En 2026, le taux de chômage national s’établit à 5,5 %. Ce niveau modéré, associé à l’émigration et au vieillissement démographique, accentue les tensions dans plusieurs métiers. Les profils techniques et spécialisés sont les plus exposés à ces tensions de recrutement.

  • Taux d’emploi global : 63 % des 15-64 ans étaient en emploi en 2023, contre 70 % en moyenne dans les pays de l’OCDE. Cet écart révèle un potentiel de mobilisation encore insuffisamment exploité.
  • Emploi des jeunes : le taux d’emploi des 15-24 ans atteignait seulement 19 % en 2023, soit moins de la moitié de la moyenne de l’OCDE, fixée à 41 %. L’insertion professionnelle de cette population demeure donc difficile.
  • Inadéquation des compétences : près de 40 % des salariés travaillent dans un domaine différent de leur spécialisation. Cette situation traduit un décalage persistant entre les diplômes obtenus et les besoins réels du marché du travail roumain.
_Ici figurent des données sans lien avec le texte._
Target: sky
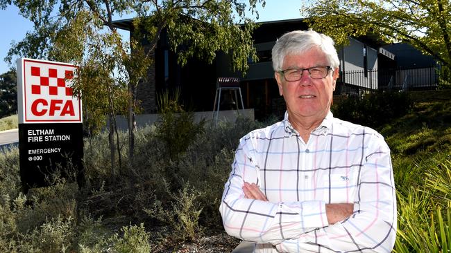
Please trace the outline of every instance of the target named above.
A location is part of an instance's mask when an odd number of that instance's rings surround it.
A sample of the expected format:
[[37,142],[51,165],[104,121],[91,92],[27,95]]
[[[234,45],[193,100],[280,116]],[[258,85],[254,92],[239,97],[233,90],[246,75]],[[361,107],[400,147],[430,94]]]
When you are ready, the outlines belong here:
[[[298,19],[300,17],[299,9],[302,0],[266,0],[264,8],[259,8],[257,21]],[[121,19],[121,18],[119,18]],[[0,74],[7,72],[10,66],[4,59],[11,46],[11,42],[22,41],[27,31],[32,31],[33,23],[19,15],[19,9],[10,6],[0,10]],[[124,33],[128,39],[128,32]]]

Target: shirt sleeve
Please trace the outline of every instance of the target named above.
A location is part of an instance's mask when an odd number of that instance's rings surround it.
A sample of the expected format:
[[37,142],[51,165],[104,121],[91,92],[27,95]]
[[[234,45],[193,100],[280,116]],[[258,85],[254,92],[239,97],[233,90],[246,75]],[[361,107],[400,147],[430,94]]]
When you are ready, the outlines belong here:
[[[396,198],[390,151],[382,137],[362,165],[354,214],[343,221],[285,240],[280,252],[391,252],[396,234]],[[374,147],[379,144],[379,147]]]
[[228,234],[255,243],[278,244],[328,225],[325,203],[270,203],[244,198],[244,182],[259,184],[255,150],[243,138],[226,182],[219,211]]

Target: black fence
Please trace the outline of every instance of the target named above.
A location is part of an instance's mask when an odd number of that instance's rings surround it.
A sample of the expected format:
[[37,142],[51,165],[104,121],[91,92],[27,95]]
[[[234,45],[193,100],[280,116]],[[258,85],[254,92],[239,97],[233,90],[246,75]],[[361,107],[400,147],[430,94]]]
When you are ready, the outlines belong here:
[[361,94],[375,90],[432,90],[450,82],[441,66],[409,69],[371,69],[345,71],[337,82],[339,94]]

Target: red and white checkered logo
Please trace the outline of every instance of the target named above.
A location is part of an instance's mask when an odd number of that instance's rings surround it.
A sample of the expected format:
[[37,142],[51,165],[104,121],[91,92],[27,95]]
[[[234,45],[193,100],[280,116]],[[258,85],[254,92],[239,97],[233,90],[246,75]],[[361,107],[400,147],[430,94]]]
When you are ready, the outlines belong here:
[[19,61],[24,123],[82,122],[81,100],[73,96],[71,88],[76,66],[31,59]]
[[65,71],[63,77],[58,77],[57,68],[49,68],[47,73],[44,74],[40,67],[31,66],[31,76],[39,77],[39,84],[31,84],[32,94],[42,95],[42,90],[48,90],[49,95],[57,96],[58,92],[64,93],[67,96],[71,97],[73,95],[72,88],[66,86],[66,80],[70,82],[74,78],[73,71]]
Les statistiques publiées par l’OCDE montrent également que l’écart de taux d’emploi entre les hommes et les femmes est passé de 11 % en 2000 à 17 % en 2023. Cette évolution témoigne d’une sous-utilisation persistante des compétences féminines, alors que le marché du travail roumain connaît une pénurie de profils qualifiés dans des secteurs à forte valeur ajoutée.

Pour les décideurs qui souhaitent suivre les évolutions du marché roumain, le portail européen EURES constitue une source de référence. Le marché du travail roumain selon EURES fournit des données détaillées sur les taux d’emploi et de chômage, les pénuries par région ainsi que les secteurs en demande. Ces informations sont régulièrement actualisées par les services de la Commission européenne.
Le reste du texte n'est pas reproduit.